ENRIC GARDINER MADRID

La primera vez que Paula Badosa visitó Wimbledon fue en 2014, para disputar el torneo júnior. Aquel año, pudo ver un partido en la pista central; la final. Una Badosa de 16 años presenció en una de las pistas más impresionantes del mundo y cuna del tenis mundial cómo Petra Kvitova ganaba su segundo Wimbledon. Ocho años después de aquel triunfo de la checa, la tenista española la derrotó, en su mejor victoria en el All England Club (7-5 y 7-6 (4)).

Badosa, que hasta este sábado nunca había jugado en la central, destapó su mejor tenis ante una de las tenistas más agresivas del circuito, y a la que supo taponar hasta que esta cometió más de treinta errores no forzados.

La checa, con la táctica de tirar y tirar, comenzó de forma intimidatoria, en una pista que conoce a la perfección y en la que sabía que, tirando de veteranía, podría imponerse a Badosa por la vía rápida. Ganó siete de los primeros ocho puntos, se adelantó por 3-1, más tarde por 5-3 y dio la impresión de que sería una tarde de rejuvenecer su tenis, que a sus 32 años está lejos de sus días de gloria.

Pero al borde de perder el primer set, Badosa resurgió, se sacó cuatro juegos seguidos de la manga y comenzó un ascenso en el que su saque, especialmente el segundo, fue clave para cerrar las rendijas que buscaba la checa.
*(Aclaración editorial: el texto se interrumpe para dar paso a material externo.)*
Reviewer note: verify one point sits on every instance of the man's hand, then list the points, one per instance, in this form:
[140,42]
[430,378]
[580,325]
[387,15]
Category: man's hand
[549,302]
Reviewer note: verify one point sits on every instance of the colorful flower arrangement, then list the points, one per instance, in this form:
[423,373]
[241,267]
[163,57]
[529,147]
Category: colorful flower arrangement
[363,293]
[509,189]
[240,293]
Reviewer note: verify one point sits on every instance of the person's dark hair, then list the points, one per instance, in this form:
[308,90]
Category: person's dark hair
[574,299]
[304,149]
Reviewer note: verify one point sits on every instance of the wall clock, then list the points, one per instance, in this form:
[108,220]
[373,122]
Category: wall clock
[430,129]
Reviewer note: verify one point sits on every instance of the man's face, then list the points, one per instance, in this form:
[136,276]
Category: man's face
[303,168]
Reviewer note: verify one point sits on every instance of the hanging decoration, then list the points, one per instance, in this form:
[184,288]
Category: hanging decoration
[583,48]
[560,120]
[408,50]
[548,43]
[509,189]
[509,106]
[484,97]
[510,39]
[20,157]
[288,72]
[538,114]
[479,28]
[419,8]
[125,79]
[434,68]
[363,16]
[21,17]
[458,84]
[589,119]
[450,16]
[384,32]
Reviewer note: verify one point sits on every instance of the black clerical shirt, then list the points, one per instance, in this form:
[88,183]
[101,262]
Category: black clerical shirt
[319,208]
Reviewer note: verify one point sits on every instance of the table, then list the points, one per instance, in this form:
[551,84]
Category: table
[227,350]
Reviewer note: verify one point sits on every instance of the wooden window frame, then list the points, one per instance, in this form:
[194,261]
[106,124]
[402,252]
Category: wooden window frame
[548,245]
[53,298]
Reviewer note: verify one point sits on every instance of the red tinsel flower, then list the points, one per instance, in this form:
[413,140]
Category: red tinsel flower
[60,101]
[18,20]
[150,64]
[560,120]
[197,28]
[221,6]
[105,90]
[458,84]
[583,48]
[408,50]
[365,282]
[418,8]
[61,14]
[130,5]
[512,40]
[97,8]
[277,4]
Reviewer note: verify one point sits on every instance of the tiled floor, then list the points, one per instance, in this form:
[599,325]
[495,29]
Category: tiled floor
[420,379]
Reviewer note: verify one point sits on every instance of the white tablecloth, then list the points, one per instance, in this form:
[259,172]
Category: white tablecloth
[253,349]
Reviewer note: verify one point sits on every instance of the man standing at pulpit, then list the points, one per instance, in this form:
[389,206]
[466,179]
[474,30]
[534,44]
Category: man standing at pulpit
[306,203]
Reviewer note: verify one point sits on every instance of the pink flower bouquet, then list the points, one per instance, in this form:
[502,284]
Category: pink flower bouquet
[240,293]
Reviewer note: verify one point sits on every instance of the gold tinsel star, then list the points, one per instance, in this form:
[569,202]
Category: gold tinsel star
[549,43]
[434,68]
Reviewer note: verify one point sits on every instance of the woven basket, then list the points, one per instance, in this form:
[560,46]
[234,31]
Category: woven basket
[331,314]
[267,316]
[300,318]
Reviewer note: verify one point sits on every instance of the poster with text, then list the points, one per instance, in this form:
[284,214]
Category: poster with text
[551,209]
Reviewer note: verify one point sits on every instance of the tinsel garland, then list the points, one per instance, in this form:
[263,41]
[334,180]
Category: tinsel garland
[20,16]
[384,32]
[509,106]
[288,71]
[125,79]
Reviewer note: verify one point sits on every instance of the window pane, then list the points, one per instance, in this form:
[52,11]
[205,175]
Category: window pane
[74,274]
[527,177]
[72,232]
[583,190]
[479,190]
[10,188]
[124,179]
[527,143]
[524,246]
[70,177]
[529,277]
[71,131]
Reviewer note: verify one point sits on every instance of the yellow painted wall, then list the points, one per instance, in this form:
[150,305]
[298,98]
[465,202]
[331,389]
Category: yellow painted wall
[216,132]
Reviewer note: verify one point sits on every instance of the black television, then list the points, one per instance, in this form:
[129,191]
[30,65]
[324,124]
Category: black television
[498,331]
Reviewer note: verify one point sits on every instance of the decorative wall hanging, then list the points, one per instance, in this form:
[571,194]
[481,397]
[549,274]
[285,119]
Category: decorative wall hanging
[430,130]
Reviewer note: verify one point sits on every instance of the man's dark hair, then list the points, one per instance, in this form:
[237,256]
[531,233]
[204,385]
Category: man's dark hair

Nueve ocasiones de rotura tuvo Kvitova en el segundo set y todas las solventó Badosa, que jugó sus mejores puntos en los momentos bajo presión. «Nunca rendirme, esa es mi clave», expresó tras el encuentro.

Impecable

Pese a que rozó el triunfo y estuvo a dos puntos de él, con 5-4 y 15-30 sobre el saque de Kvitova, tras ganar el mejor punto del partido, la checa soltó un grito de rabia al desactivar las oportunidades de la española y forzar que el segundo parcial se decidiera en el 'tie break'; un oasis para una sacadora como ella. Pero Kvitova estuvo horrible en el desempate. Cometió cuatro errores no forzados que prácticamente le costaron el partido, mientras que Badosa, con su táctica de no fallar, estuvo implacable. En ningún momento dudó, ni cuando se pasó del 4-1 al 4-3, ni cuando perdió la primera pelota de partido.

Una derecha fea de la checa certificó el que es el mejor triunfo de su carrera en este torneo y el que le permite pisar la segunda semana de Wimbledon por segundo año consecutivo. Badosa tendrá ahora la oportunidad de alcanzar los cuartos de un Grand Slam por segunda vez en su vida, tras lograrlo en Roland Garros 2021.

La rival, eso sí, será de enjundia, una Simona Halep que ha recuperado su tenis, que venció a Magdalena Frech por 6-4 y 6-1 y que ya sabe lo que es aplicarle un buen correctivo a la española hace menos de tres meses. Fue en Madrid cuando la rumana barrió a Badosa dejándose solo cuatro juegos. Halep, campeona aquí en 2019, es de las tenistas más peligrosas que quedan en el cuadro después de que Iga Swiatek perdiera su racha de 37 triunfos consecutivos, la mayor del siglo XXI, al caer con la francesa Alizé Cornet.